Un giovane laureando in psicologia vive accompagnato dall’angoscia dei frequenti vuoti di memoria che lo hanno colpito spesso in passato. Fin da bambino, dietro consiglio medico, redige in chiave terapeutica un diario giornaliero che con il passare del tempo si è trasformato in un’ordinata serie di volumi. Proprio la lettura di questi scritti innesca un soprannaturale processo di viaggio temporale che gli permetterà di modificare gli eventi più traumatici della sua giovinezza. Purtroppo, proprio come nella teoria del caos citata nel titolo, ogni minima azione può dar luogo a gigantesche catene di reazioni e presto il ragazzo si accorgerà dei terribili prezzi da pagare per i suoi transfert temporali...

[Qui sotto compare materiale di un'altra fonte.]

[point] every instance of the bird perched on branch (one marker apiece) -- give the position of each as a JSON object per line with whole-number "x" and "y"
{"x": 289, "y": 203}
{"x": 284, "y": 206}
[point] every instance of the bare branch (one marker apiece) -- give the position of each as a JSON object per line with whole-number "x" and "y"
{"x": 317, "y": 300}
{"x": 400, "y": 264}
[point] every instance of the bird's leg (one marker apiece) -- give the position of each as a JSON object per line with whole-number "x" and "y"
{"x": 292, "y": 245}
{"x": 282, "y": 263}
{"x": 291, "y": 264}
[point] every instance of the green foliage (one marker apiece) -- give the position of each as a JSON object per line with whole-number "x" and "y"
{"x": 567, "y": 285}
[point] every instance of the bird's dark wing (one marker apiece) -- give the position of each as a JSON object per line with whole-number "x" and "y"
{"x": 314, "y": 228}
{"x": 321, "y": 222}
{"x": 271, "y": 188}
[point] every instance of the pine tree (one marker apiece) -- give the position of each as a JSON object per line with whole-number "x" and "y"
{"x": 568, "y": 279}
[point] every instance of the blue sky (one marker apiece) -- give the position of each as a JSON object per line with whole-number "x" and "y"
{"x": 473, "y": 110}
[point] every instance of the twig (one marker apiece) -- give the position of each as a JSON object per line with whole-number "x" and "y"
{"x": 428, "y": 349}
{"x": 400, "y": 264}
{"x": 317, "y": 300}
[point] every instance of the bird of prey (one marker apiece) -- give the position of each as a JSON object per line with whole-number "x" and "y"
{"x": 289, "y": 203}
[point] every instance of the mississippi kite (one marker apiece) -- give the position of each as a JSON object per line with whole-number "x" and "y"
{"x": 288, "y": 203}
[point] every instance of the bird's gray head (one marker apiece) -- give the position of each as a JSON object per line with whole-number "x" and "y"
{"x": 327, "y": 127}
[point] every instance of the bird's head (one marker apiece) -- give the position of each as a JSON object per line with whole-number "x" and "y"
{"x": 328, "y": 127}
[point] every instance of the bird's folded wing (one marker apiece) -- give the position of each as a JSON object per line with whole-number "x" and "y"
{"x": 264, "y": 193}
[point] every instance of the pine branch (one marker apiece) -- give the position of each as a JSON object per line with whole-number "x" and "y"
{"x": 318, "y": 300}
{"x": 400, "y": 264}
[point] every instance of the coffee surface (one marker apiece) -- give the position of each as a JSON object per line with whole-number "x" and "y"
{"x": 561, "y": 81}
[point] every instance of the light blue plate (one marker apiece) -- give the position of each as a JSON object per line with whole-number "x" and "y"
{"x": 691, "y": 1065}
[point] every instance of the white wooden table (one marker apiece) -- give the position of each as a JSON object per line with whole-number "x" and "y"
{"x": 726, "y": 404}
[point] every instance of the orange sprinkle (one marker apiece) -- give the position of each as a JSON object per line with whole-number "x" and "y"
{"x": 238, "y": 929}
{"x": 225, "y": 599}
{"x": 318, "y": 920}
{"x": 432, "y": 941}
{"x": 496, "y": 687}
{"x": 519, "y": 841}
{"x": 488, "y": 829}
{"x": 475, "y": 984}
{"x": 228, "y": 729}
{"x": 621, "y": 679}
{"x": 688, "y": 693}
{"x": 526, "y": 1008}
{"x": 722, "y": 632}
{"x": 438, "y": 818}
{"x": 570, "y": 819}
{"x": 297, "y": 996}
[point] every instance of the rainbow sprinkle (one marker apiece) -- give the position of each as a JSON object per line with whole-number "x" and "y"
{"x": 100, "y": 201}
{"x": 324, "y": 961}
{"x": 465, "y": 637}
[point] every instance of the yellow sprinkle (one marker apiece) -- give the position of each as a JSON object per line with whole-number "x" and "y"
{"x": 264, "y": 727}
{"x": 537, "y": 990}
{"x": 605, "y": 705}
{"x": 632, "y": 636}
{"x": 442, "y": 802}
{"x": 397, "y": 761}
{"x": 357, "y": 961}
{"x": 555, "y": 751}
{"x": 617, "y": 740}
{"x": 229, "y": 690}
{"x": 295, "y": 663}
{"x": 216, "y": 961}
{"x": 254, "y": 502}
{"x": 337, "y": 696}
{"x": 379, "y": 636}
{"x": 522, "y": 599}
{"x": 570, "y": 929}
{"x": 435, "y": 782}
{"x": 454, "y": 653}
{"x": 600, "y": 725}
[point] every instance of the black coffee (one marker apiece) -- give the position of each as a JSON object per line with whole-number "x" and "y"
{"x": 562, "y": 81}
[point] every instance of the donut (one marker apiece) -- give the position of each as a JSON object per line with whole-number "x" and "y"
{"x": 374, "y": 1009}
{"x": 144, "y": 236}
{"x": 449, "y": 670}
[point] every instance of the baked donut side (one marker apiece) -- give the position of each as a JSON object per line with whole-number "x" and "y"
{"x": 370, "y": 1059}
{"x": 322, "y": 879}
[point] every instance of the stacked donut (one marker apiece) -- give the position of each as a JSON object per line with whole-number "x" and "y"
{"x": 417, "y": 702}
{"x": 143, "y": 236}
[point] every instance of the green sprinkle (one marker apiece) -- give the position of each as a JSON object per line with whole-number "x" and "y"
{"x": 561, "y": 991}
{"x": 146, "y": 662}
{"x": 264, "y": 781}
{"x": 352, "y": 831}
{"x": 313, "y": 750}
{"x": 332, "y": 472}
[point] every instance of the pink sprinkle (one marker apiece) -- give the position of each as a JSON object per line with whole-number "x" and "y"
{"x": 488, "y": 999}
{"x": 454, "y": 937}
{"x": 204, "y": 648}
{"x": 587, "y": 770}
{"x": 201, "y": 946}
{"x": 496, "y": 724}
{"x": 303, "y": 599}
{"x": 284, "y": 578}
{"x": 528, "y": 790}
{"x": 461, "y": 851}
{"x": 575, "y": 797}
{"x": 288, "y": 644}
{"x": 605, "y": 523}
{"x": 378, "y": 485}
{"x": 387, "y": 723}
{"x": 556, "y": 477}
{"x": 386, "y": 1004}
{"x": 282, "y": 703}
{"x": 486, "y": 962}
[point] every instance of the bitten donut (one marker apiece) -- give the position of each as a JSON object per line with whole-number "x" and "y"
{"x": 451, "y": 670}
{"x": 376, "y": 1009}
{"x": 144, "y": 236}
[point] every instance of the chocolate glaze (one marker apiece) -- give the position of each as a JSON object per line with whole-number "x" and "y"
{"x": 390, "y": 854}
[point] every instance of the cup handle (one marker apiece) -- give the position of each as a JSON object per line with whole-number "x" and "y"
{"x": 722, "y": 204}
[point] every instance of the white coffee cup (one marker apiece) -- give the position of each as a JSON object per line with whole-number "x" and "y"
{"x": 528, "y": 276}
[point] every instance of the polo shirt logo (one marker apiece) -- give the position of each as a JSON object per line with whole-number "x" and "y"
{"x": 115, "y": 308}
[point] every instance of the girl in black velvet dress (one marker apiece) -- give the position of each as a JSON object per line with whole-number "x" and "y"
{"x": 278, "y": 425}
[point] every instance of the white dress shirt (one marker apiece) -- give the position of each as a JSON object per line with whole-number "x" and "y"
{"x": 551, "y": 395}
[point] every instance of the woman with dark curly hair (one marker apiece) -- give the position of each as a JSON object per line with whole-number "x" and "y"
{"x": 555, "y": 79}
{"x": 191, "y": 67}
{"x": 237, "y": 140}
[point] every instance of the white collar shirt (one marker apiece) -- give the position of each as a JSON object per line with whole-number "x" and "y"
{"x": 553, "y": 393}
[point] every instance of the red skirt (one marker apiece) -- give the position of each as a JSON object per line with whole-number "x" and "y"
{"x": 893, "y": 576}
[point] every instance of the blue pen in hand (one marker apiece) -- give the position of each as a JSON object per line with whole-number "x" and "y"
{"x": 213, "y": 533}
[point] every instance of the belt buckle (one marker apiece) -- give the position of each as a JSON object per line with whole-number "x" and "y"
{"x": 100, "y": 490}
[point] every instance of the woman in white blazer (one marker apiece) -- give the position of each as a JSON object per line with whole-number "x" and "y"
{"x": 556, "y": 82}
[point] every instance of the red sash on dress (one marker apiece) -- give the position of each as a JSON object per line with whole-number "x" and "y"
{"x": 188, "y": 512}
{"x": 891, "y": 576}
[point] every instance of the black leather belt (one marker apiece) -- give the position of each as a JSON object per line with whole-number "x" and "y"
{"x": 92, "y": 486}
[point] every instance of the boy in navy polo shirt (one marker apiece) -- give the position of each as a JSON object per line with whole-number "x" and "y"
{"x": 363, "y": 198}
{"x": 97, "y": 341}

Eric Bress e J. Mackye Gruber sembrano attratti dall’idea di un protagonista immateriale che condizioni la vita dei protagonisti attraverso una serie di accadimenti confusi e di difficile credibilità. Nella loro precedente sceneggiatura, Final Destination 2, questo ruolo “invisibile” era svolto nientemeno che dalla Morte sotto forma di tragici quanto inevitabili incidenti, mentre questa volta tocca al viaggio temporale con tanto di teoria del caos. Agiti da queste forze primordiali i protagonisti dei loro copioni subiscono passivamente il destino e vengono sviliti al ruolo di macchiette senz’anima.

L’idea alla base di The butterfly effect, seppur priva di originalità, avrebbe potuto portare a succosi sviluppi, tutti accuratamente scartati dal duo alla regia, esclusivamente preoccupato da una messa in scena prettamente televisiva. La sceneggiatura, oberata dal peso di una continua reiterazione del “back to the future” crolla sotto una serie inevitabile di cortocircuiti diegetici ai quali si aggiunge un sovraccarico di tematiche (frammenti di film carcerario, commedia romantica, camp-movie, kammerspiel freudiano, esaltazione della giovinezza...) che non giova certo alla narrazione.

Lo script non viene poi sorretto da nessuna delle componenti del film: la regia è priva di reali momenti di interesse e non riesce a innescare nessun momento di tensione mentre la fotografia spesso eccede nel sottolineare il sottotesto ricorrendo a colori marcati, specie nei momenti di felicità del personaggio, con toni pastello esasperati all’inverosimile. Si aggiunga una colonna sonora che sembra composta da fondi di magazzino e una scenografia che fa dello banalità la sua regola e sarà facile immaginare la qualità generale del film. Inutile rimarcare l’inadeguatezza di larga parte del cast.

Il primo aspetto negativo è l’estrema stereotipizzazione di persone, cose ed eventi: tutto viene urlato nel tono più univoco possibile, senza sfumatura alcuna in un processo di omologazione terribile a vedersi. Gli ambienti scolastici sono tutti uguali, le camere delle ragazze sono da manuale, gli alberi sono “Alberi” da libro di botanica, i ragazzi cattolici hanno tutti il golfino e la riga dei capelli da una parte... Insomma, quel che in The Truman Show era artificio e fonte di riflessione/risate in questo genere di film diventa la realtà, in un morboso gioco che lascia l’amaro in bocca.

Chiunque di voi sia interessato al tema trattato in questa pellicola (attraverso diverse angolature e sfumature) può pescare titoli che lo trattano in maniera assai più adeguata, da Memento a Ritorno al Futuro passando per Donnie Darko, mentre per chi cerca in uno spettacolo cinematografico un buon esercizio di recupero di situazioni e stilemi narrativi tipici dei serial televisivi la visione di The Butterfly Effect è raccomandata fuor di ogni dubbio.

In sostanza, il fantastico, nonostante quel che possono pensare i tifosi neozelandesi di nuova data, non abita solo in casa New Line e, visti i recenti sviluppi, sarà difficile che torni ad abitarci tanto presto.